Monday, February 12

The First Tea Review!

The first victim - Good Hair-Look Herbal Tea, which was purchased on the strength of the mad scientist cartoon on the front. It claims to help promote healthy hair growth, but warns that 'This product is not intended to replace your practitioner. It is intended for general well being and does not involve the diagnosing, prognosticating, or proscribing of medicine for any disease.' Here are our thoughts:

This Week's Special Guest Tea-Guzzler: Dr. Capitalism, who is a giant nerd and kitten enthusiast, who has crossed at least one body of water to be here tonight.

Dr Capitalism: This tea was weak, man. Literally. It tasted like they had already made several cups of tea with the bag, then carefully repackaged it and sold it to us. I'm pretty sure that the untranslated Chinese on the side of the box indicates this. And says "Fuck you, balding White Devils." As soon as this tea was cool enough to do so I poured the whole thing down my throat at once, just to get it over with. And my follicles don't feel any healthier.

For a kilo of this junk I'd trade some bad Mennonite pornography, where everyone's crying and praying the whole time.

If my balls were red and chapped from overuse I might hold them over a mug of Good Hair-Look so that the steam could soothe them. But never would they submerge.

Scalded Balls: Aaaaaccccckkk it tastes like a cat slept in my mouth, you cat people know what I'm talking about, also a kind-of mildly dirty sock for the aftertaste.
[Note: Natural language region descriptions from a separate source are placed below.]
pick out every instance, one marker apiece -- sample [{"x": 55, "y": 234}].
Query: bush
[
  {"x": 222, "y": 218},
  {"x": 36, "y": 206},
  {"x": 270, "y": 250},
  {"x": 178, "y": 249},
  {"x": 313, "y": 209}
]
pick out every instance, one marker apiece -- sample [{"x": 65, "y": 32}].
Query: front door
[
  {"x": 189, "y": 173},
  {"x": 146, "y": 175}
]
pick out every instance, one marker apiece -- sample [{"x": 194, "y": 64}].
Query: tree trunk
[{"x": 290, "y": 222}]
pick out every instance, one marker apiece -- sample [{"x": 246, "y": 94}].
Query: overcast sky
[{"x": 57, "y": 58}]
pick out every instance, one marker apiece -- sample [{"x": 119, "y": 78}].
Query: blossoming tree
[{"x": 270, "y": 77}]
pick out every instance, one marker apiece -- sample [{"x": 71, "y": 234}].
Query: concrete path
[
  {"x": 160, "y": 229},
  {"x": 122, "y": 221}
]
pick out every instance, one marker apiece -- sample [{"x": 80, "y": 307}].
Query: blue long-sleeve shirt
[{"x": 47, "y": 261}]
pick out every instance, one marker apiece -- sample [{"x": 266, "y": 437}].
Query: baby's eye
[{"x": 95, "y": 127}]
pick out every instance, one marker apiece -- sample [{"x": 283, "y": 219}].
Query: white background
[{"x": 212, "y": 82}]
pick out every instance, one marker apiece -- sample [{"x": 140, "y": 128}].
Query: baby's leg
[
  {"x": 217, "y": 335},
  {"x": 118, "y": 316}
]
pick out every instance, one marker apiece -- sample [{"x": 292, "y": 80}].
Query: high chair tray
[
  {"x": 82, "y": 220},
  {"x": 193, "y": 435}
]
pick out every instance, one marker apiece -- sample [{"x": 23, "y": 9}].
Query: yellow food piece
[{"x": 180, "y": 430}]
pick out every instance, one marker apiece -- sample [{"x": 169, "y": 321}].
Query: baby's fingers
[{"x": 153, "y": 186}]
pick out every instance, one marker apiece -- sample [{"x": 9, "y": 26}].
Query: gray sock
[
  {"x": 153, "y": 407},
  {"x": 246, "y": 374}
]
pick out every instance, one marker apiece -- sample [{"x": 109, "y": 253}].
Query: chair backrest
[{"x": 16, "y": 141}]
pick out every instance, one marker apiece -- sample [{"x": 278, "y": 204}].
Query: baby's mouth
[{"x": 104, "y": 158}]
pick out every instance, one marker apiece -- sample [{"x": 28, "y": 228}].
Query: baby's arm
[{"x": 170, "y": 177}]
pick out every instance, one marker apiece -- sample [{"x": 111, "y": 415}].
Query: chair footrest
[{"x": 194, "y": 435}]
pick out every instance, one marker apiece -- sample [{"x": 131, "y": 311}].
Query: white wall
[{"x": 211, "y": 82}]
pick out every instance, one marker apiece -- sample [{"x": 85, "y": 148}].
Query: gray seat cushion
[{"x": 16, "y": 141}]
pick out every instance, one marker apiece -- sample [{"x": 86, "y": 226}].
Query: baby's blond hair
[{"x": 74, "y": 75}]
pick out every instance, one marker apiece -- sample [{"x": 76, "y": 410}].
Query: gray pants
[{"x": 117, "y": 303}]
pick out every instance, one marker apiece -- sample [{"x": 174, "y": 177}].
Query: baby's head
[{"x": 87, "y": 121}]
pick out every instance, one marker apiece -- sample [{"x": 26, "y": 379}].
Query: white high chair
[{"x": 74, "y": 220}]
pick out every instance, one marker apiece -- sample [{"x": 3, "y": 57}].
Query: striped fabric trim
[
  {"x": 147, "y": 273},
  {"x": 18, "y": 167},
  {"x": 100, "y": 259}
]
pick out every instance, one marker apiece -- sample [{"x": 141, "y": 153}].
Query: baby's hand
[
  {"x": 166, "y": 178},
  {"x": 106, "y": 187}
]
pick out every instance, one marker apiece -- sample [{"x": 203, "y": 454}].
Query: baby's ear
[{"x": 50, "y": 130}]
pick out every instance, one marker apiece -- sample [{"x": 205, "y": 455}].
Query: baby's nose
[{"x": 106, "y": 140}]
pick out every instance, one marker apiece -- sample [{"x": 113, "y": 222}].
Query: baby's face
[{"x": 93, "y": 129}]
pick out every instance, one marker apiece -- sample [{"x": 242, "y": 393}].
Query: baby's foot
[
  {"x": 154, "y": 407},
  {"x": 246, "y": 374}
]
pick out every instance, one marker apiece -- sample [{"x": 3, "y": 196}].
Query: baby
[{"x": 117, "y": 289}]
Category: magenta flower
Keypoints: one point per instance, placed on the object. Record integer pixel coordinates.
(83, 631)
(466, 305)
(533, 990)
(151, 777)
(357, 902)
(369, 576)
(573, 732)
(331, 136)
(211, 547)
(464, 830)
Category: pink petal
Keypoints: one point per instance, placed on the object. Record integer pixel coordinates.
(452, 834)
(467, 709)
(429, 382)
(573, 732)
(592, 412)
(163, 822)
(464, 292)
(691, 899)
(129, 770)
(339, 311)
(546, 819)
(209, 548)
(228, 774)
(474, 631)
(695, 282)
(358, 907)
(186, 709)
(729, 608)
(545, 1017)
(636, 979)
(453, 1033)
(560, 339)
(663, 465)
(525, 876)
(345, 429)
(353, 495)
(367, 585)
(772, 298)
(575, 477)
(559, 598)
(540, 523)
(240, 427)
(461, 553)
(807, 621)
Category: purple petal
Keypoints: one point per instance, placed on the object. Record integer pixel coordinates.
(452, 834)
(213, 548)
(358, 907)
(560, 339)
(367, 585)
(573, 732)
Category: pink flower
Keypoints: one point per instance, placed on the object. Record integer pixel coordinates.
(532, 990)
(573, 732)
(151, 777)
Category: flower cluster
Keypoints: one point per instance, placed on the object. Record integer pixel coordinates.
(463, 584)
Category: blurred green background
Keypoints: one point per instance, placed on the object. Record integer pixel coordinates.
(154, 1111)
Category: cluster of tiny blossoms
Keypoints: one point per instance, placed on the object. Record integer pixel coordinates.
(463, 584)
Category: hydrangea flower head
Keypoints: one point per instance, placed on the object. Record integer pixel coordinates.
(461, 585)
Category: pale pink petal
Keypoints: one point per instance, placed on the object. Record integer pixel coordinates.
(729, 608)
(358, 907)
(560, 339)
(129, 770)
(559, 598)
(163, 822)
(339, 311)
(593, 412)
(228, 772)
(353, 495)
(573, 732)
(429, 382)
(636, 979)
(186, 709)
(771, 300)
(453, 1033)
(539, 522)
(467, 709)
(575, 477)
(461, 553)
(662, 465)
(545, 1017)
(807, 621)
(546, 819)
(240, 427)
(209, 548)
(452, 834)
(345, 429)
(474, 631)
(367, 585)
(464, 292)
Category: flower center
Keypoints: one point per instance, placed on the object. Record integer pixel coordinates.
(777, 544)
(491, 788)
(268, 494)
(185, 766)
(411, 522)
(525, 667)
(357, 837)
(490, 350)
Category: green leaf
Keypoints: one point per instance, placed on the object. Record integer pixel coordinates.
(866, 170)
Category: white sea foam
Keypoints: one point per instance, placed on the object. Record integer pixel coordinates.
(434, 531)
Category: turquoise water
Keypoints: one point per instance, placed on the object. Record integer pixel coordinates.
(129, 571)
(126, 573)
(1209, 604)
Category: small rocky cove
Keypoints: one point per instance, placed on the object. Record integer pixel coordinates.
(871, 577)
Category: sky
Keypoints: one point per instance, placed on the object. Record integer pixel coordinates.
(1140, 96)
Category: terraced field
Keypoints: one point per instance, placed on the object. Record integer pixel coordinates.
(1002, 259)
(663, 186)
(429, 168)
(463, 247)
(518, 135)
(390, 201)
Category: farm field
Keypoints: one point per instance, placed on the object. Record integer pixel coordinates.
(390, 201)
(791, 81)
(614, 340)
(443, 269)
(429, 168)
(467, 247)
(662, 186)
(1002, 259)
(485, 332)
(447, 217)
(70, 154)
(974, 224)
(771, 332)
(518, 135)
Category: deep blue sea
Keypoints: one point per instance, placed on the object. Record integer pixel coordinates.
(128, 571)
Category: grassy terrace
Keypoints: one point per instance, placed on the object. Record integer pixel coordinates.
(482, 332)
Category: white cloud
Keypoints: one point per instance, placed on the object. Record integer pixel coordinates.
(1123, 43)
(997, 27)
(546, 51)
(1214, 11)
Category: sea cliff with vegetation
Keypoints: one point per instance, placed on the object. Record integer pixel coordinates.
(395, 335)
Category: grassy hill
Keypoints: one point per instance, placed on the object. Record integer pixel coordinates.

The mildly dirty sock that is produced by a slow day at work if you're the type of person who doesn't have very stinky feet.

For a Kilo of this steaming cup of Cat Slept mouth i would trade the script of a dialogue about thinking to go find a monkey to possibly kill and disembowel to trade for a better Tea.

The only way my balls are ever going to get near this Tea is if I am in a preticularly sadistic mood, even for me, and upon serving this cat slept rubbish to a friend or foe, it is spilled on my groin.

Vector: This is "shart." Its flavour is what I imagine cement powder and pubic hair would taste like if mixed together.

I would trade one dead and disemboweled rhesus monkey for a kilo of this tea.

I would only tea bag this tea bag if I was going to serve it to someone to whom I was distinctly unenamoured.

1 comment:

Anonymous said...

Are you sure the tea is really meant to be drunk? Maybe they expect you to use it as a rinse on your hair.